“Wolf! Wolf! Wolf!” 4
Reg Henry counsels caution. A nugget:
This reserve is justified by the experience of recent years. During the Clinton administration, those crying wolf were in full throat over the Whitewater scandal, which wasted much time, cost millions of dollars to investigate and left the Clintons sitting pretty.
(snip)
And so it goes. From the moment President Barack Obama was inaugurated, the hate machine was cranked up. This happened with the last occupant of the White House, too, but that was a Model T hate machine compared with the super-duper, industrial-strength lie mixer rolled out for Mr. Obama. No other president in memory has had to fend off claims that he was not actually an American — and that was just for starters.
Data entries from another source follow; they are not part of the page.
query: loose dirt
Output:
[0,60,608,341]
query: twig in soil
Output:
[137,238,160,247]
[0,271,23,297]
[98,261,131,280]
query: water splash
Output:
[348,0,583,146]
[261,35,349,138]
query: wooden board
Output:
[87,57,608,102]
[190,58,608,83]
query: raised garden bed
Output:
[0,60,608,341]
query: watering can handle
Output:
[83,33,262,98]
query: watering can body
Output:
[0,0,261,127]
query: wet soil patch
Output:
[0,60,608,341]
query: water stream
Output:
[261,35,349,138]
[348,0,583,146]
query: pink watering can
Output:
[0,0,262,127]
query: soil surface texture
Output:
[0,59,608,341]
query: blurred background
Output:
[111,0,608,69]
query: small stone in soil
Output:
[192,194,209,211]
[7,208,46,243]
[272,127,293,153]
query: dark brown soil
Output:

If you look at the facts on the supposed scandal, there’s really not much there there.
May 17, 2013 at 6:02 pm
Eventually they’ll have nowhere to go but to try and impeach the president. And that will be the battle of Gettysburg in Civil War 2, and they’ll lose again. But there will be a terrible cost. The GOP seems to really not understand they’re playing with fire the more they are seen as a national lynching party for the first legitimately elected black president.
May 17, 2013 at 11:00 pm
They have drunk their own Kool-Aid. To be blunt, they are no longer a political party, they are a racist mob. All they are missing is the sheets and hoods.
The question is binary:
What will they destroy first: the country or themselves?
I am not sanguine.
May 17, 2013 at 11:51 pm
I’ve a philosophical question that has to do with art and entertainment, one I’ve been mulling over for a blog entry. Why hasn’t Hollywood dealt with a dystopian USW future drama that has something to do with our present reality?
It does zombies, natural disasters, cosmic events. Walking Dead, which I like, based on a comic book, is a huge hit. But it has no relevance. Revolution, which was about electromagnetic pulse doom, which was a semi hit, but had nothing to do with anything normal. Last Resort, which was canceled mid-season, which I liked, was about a political coup that resulted in a nuke strike on Pakistan. Because it was canceled before a full run it never made any real sense.
But no one has touched a second civil war, or the collapse of a country riven by extreme internal division. If I’m not missing something. We can have cable reality shows out the wazoo about preppers and their scenarios of civilization’s collapse, and they’re all extreme right wingers, but nothing at all where the practical ramifications of national paralysis and decay as a result of increased radicalization and open conflict are explored in drama.
Why? Well, I’ll answer my own question. Hollywood is afraid, as many are, bullied into silence. They’re afraid of anything that would show a specific tribe of Americans as bad.
It really isn’t that hard to come up with an escalating plot on a cool civil war (and that’s what we have — a cool or Cold Civil War) and love and life among the decline and ruins. Yet they won’t grasp it.
May 18, 2013 at 1:40 pm
I think that’s part of it.
The other part I’d suggest is that movies about the current war have not done particularly well at the box office; movies are ultimately escapes, and they are too close to home. World War II movies did poorly during WWII (and well afterwards), Viet Nam movies did poorly during Viet Nam (and better, but not great, afterwards), Korea movies did poorly during Korea, and so on.
Hollywood is ultimately all about the box office, which means almost never taking chances.